La durata di un prestito bancario per acquistare una casa può arrivare anche all'incredibile durata di trent'anni e oltre. In pratica, chi accende un mutuo, è vincolato alla banca che glielo concede per l'intero arco della sua vita lavorativa. Quale miglior modo per controllare, o meglio, per imbrigliare la potenziale ed innata esigenza di libertà individuale o collettiva? Anche eventuali richieste per il miglioramento delle condizioni di lavoro (orari, salari, pause ecc...), devono essere presentate con la massima cautela e circospezione, in quanto la possibilità di essere licenziati viene immediatamente palesata dai datori di lavoro.

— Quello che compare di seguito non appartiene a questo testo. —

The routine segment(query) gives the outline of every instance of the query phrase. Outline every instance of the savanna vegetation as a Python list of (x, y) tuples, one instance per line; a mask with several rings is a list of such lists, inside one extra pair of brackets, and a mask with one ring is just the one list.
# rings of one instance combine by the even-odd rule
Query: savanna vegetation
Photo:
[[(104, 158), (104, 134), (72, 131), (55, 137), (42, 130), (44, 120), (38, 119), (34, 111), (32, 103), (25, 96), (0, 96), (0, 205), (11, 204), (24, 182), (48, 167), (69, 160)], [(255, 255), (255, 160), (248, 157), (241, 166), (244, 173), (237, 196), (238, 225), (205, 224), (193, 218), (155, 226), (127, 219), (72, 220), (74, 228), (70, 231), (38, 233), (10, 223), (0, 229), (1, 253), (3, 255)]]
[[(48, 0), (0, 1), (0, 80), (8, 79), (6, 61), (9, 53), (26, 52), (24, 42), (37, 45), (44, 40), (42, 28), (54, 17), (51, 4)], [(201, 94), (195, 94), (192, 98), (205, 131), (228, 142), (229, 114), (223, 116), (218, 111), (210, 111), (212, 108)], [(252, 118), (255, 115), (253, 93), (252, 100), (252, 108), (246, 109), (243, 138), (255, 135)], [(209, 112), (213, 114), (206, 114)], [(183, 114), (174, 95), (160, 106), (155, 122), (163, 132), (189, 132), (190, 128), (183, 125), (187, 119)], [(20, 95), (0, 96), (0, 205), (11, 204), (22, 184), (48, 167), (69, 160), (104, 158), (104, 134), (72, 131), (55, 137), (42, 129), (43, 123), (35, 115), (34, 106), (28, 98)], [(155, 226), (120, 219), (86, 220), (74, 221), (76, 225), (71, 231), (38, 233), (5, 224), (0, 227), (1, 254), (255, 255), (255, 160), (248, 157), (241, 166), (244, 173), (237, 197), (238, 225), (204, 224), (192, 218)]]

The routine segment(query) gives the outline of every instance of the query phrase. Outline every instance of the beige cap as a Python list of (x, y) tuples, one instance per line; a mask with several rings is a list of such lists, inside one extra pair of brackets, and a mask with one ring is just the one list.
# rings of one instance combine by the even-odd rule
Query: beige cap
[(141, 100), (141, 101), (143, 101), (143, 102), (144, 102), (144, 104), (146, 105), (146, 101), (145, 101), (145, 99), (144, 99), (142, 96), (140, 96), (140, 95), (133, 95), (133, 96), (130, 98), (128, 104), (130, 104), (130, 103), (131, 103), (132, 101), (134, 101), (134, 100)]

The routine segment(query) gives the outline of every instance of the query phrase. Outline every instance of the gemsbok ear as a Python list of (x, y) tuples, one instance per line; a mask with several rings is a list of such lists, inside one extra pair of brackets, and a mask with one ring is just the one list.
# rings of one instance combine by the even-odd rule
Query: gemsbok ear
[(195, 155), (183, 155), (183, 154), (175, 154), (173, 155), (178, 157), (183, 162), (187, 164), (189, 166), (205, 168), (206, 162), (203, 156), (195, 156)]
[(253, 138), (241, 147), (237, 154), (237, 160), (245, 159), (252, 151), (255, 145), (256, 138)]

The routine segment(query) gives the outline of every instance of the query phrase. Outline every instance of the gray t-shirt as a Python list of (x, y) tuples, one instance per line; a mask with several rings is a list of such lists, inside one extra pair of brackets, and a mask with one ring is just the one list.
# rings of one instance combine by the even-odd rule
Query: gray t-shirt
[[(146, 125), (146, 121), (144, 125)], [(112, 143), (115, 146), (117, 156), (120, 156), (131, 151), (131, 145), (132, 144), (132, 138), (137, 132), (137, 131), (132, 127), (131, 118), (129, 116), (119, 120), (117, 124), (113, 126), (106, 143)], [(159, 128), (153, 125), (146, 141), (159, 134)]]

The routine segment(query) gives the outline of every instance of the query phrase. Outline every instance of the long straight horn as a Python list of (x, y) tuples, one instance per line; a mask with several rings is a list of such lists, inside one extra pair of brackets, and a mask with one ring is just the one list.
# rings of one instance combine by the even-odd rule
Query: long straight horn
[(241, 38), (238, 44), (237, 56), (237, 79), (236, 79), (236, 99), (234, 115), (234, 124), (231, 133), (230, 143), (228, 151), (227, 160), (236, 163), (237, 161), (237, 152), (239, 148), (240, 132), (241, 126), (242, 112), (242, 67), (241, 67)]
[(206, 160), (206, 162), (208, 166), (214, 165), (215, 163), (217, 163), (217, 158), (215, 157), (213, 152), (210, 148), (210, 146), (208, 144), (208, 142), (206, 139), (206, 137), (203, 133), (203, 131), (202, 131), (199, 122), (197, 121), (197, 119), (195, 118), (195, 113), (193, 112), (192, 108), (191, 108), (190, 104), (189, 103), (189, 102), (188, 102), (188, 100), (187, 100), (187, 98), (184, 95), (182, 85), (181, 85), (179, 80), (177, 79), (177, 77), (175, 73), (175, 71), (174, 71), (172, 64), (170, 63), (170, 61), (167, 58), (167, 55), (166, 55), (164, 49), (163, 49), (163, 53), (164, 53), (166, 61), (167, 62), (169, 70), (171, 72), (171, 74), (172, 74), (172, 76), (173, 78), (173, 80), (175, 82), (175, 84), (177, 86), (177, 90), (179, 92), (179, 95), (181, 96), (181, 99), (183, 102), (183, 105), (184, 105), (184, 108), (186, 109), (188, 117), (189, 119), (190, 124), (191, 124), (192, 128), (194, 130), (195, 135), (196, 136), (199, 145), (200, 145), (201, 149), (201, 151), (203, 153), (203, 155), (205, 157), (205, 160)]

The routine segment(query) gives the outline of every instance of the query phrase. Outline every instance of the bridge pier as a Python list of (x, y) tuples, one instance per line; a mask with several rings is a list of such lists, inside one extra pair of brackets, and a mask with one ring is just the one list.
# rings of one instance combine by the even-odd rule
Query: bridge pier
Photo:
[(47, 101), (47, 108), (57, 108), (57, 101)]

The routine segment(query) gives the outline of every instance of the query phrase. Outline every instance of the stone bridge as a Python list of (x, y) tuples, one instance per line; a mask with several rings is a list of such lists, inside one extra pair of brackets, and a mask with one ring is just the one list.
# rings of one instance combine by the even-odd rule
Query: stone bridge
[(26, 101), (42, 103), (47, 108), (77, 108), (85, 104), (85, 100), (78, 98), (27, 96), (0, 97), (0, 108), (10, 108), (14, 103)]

Nei primi anni sessanta del novecento, chi entrava nel mondo del lavoro, in particolare in quello della grande industria, proveniva da una condizione economico-sociale prevalentemente di tipo agricolo. I nostri nonni erano abituati a periodi di "magra", stagioni in cui i raccolti erano scarsi, con conseguenti limitazioni alimentari, determinate sia dalle condizioni climatiche sfavorevoli e sia da eventi bellici come le due guerre mondiali che hanno segnato il secolo scorso. Le ultime generazioni, invece, non sono assolutamente preparate a fronteggiare simili sventure. Soltanto una piccola parte della popolazione italiana ha provato che cosa sia la fame protratta per settimane o mesi. Nessuno si sognerebbe mai di dormire all'addiaccio o di rinunciare a fare la spesa al supermercato comodamente seduto sulla propria fuoristrada comprata a rate. Oggi chi ha un'occupazione, tutto sommato, proviene da una condizione di relativo benessere economico. Le famiglie di origine hanno assicurato ai propri figli un'esistenza decorosa, anche grazie all'assistenza sanitaria pubblica e il diritto all'istruzione, condizioni sicuramente apprezzabili per uno stato sociale degno di questa definizione.

In conclusione è doveroso ricordare che in Italia il 10% della popolazione possiede il 50% dell'intera ricchezza nazionale: il restante 90% vive sotto la condizione che Marx definì di "schiavitù salariata". Per tutti costoro, il solo lontanissimo pensiero di abbandonare l'obbligo del lavoro, è non solo utopistico e privo di senso, ma a tal punto così terrorizzante, da rendere le ore di segregazione in fabbrica o in ufficio come l'unico scopo per cui valga la pena di esistere.